Cebu City is the venue of the 51st International Eucharistic Congress slated on Jan. 25 to 31, 2016. The schedule is more than two years away and preparations are already getting hectic for this very important Catholic gathering.
The IEC was previously scheduled to take place in May 2016, but the Vatican adjusted the timetable to four months earlier on the same year, prompting speculation that Pope Francis will visit the Philippines.
The Vatican through the Pontifical Commission on IECs is the main driver of the IEC. The Vatican commission collaborates with the Catholic Bishops’ Conference of the Philippines (CBCP), which in turn, coordinates with the Cebu Archdiocese. The Church in the Philippines is expected to join forces with the government and private groups to ensure the smooth and orderly flow of the program, not to mention the safety of tens of thousands of Catholics worldwide who are expected to attend.
I have a number of friends in the Archdiocesan clergy and each time I engage them about the IEC, they cannot contain their excitement.
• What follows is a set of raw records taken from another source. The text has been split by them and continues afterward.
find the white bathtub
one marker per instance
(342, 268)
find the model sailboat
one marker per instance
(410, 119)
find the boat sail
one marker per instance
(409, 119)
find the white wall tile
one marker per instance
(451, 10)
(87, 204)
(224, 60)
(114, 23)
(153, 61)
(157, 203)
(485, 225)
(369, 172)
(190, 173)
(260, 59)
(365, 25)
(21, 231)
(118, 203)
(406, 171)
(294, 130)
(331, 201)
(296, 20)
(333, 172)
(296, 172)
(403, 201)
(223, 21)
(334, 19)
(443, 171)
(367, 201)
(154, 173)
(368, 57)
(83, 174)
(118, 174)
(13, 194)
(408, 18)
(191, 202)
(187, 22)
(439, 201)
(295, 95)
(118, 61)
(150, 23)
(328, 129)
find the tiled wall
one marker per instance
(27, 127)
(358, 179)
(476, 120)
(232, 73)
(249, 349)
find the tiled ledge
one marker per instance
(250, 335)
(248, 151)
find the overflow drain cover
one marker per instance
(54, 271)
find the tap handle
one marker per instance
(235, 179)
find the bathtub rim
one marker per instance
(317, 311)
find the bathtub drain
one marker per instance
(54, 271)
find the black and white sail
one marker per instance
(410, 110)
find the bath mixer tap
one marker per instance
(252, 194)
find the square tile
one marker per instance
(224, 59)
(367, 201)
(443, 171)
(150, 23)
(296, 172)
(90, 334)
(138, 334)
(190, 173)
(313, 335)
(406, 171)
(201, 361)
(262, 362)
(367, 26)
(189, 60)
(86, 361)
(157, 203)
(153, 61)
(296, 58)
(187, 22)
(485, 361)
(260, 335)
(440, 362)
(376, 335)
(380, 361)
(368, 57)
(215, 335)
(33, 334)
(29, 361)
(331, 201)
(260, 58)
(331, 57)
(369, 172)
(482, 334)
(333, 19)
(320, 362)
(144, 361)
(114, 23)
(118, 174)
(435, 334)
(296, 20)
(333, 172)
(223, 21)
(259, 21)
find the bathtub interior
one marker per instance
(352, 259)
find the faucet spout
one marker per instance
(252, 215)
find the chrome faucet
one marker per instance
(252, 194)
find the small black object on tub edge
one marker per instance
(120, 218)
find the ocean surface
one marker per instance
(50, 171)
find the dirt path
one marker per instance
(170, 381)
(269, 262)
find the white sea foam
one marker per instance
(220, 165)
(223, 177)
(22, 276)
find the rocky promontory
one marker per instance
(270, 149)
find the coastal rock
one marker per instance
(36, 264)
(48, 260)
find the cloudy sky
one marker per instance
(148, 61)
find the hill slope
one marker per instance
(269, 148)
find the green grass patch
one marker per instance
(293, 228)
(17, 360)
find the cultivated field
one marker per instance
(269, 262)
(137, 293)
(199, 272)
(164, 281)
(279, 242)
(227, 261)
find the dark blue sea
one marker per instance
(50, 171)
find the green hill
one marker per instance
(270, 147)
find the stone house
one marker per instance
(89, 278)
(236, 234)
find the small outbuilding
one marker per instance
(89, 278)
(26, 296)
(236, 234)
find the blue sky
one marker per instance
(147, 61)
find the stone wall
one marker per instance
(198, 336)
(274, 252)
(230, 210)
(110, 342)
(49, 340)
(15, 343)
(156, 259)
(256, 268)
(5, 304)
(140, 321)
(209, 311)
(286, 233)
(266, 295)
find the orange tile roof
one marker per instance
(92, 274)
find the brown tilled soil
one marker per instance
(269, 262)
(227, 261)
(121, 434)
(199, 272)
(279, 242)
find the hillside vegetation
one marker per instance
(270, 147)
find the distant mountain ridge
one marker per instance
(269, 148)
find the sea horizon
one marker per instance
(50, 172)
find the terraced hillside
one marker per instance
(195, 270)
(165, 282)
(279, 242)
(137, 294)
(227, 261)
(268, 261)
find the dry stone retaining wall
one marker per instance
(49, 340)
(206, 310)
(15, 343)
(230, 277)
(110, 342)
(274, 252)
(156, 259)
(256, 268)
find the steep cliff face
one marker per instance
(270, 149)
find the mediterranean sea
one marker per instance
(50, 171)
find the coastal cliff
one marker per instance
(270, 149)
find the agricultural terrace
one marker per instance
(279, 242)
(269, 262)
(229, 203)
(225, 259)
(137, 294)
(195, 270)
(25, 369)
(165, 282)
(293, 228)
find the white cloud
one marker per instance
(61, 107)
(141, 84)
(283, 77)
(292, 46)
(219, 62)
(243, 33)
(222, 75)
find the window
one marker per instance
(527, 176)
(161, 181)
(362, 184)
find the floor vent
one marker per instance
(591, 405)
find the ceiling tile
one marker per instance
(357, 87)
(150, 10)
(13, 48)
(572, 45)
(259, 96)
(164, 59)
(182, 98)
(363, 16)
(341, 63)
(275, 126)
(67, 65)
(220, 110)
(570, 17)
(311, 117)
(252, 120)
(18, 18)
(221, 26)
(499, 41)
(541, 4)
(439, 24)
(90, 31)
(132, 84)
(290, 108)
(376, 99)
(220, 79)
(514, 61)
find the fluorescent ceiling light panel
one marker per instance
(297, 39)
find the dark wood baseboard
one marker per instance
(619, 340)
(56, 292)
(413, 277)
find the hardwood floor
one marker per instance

Many had been tapped to handle important tasks in logistics, like transport, accommodations, security; protocol, mass communications, etc.
Reliable sources say Archbishop Palma has assembled various working committees composed of the clergy and lay people to handle the myriad tasks involved in a massive Church gathering, one that will most likely have the Pontiff at the head of the meeting.
Two weeks ago, a team from the Vatican came here to reconnoiter our city and based on media reports, Archbishop Pierro Marini and Fr. Vittore Buchardi who represented executives of the Pontifical Committee for the IEC were satisfied with what they saw and heard.
In particular, the Vatican team visited the Basilica Minore del Santo Niño de Cebu to ascertain if the church may be counted as one of the venues of various IEC programs. A reliable source in the basilica told this corner the Vatican VIPs together with Archbishop Palma were led around the basilica by members of the Augustinian community.
The Basilica del Santo Niño is a significant venue because it is the shrine of the Holy Child Jesus called Santo Niño by ardent Filipinos especially Cebuano Catholics.
But more than that, the Vatican needs to know that an important Catholic milestone will be marked in 2015: the 450th year of the finding of the Santo Niño de Cebu coinciding with the arrival of the first Catholic Order in the Philippines.
Historians note that in 1565, the Augustinian Order set foot in Cebu under the leadership of Fray Andres de Urdaneta or 44 years after the Christian faith was brought to the island.
When the Spaniards arrived, a soldier of Miguel Lopez de Legazpi recovered the image of the Santo Niño, the same image given by the Portuguese expedition leader Ferdinand Magellan to Juana, wife of Rajah Humabon who converted with him to the Christian faith in 1521.
The image was found in a burned hut where the Basilica Minore del Santo Niño de Cebu of the Augustinians stands today. Cebuanos mark this historic event with intense prayers in a celebration called “Kaplag” held every year around the last week of April.
From 1565 to 1898, the Augustinian Order organized some 300 towns all over the country. That means the religious order succeeded in evangelizing a sizable length and breadth of the Philippines and to say that we owe the Augustinians a great debt of gratitude would be a gross understatement.
I wonder if the Augustinian clergy who received the Vatican visitors mentioned this important milestone because it seems to me the CBCP in general and the Cebu Archdiocese in particular has not given this important event its due significance.
The milestone is going to happen one year ahead of the IEC.
If national and local organizers have not realized it yet, the Augustinian event presents itself as the best dress rehearsal for the IEC.